Hormone therapy remains the most effective treatment for moderate to severe hot flashes. Replacing the estrogen your body is no longer producing directly addresses the root cause by calming the overactive nerve cells that destabilize the thermostat. It’s not appropriate for everyone, particularly women with a history of certain cancers or blood clots, so the decision involves weighing individual risks and benefits.
For women who can’t or prefer not to use hormones, a newer option targets the problem at a different point in the chain. In 2023, the FDA approved fezolinetant, a medication that blocks the neurokinin 3 receptor, the exact receptor through which those hyperactive brain cells sensitize the thermostat. By intercepting that signal, it reduces flashes without replacing estrogen. Certain antidepressants that affect norepinephrine and serotonin levels also provide partial relief, which is why they’ve been prescribed off-label for hot flashes for years.
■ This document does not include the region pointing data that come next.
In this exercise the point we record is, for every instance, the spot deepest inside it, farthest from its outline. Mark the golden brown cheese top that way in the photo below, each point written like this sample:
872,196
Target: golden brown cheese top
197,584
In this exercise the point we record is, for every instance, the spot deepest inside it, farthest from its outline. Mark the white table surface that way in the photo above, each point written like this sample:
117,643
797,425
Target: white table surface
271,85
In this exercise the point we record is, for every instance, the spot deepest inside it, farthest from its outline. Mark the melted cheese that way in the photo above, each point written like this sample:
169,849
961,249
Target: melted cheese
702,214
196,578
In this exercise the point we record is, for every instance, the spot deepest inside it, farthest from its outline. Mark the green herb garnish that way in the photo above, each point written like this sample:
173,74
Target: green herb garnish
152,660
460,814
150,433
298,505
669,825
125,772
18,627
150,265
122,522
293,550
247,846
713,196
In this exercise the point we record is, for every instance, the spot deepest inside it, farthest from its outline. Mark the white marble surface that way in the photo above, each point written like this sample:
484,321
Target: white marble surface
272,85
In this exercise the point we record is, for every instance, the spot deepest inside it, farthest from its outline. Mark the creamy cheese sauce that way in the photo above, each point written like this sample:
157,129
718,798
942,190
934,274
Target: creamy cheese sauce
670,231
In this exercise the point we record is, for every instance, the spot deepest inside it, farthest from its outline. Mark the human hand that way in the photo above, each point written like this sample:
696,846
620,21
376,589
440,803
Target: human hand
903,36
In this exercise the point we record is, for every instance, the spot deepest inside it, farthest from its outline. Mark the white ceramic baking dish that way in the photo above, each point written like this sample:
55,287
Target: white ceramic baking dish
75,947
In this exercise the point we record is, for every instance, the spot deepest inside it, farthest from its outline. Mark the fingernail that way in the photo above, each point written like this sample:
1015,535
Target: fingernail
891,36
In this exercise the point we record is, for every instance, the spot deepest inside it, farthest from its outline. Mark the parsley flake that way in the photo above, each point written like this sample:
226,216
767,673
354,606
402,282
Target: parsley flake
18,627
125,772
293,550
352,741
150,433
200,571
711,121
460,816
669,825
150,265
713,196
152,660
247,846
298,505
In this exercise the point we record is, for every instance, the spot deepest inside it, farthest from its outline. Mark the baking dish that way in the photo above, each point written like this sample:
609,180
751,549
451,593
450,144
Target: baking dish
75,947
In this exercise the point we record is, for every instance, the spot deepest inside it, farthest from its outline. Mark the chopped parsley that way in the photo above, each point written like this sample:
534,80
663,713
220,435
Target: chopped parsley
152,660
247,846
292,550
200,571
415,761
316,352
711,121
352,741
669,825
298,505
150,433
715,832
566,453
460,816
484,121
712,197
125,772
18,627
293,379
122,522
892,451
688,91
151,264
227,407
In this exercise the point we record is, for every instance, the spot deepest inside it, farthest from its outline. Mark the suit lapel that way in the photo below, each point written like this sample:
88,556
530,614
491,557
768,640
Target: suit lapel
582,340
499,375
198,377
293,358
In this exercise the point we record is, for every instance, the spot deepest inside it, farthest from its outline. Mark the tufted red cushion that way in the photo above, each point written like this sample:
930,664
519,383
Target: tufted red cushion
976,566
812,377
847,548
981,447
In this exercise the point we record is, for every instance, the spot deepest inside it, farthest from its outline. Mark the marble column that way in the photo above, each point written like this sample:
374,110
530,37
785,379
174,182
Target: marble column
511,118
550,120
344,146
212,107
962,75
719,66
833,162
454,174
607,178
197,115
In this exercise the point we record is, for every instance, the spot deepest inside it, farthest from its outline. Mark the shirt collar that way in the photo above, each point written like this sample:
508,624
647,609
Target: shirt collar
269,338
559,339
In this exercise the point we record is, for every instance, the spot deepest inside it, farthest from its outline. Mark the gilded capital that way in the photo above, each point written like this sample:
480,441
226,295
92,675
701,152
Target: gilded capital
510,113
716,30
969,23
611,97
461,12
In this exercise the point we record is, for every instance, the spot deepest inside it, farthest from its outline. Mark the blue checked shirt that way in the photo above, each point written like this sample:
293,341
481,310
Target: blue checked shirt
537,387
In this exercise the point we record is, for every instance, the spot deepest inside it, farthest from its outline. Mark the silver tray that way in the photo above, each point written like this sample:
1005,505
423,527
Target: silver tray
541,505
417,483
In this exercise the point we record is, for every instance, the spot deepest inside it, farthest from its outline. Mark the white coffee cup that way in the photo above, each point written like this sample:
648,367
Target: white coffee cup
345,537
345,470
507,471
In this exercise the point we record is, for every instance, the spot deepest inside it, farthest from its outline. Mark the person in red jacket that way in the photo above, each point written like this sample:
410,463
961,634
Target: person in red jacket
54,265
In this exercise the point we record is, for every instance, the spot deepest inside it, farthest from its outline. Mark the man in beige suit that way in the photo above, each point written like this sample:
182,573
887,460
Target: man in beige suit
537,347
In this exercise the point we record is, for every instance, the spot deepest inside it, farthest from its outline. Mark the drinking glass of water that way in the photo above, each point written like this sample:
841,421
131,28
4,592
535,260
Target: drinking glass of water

Hot Flashes vs. Cold Flashes
People sometimes search for “cold flashes” as though they’re a separate condition, but they’re two sides of the same coin. The hot phase is your body aggressively trying to dump heat. The cold phase is the overcorrection, sometimes accompanied by genuine shivering, goosebumps, and a deep internal chill. Not every episode includes both phases. Some people primarily experience the sweating and flushing, while others notice the chills more. The balance can shift over time or vary by time of day.
If you’re experiencing cold flashes without any preceding warmth or sweating, and you’re not in a life stage where hormonal shifts are expected, it’s worth investigating other causes like thyroid dysfunction or blood sugar irregularities, both of which can produce sudden chills and temperature instability.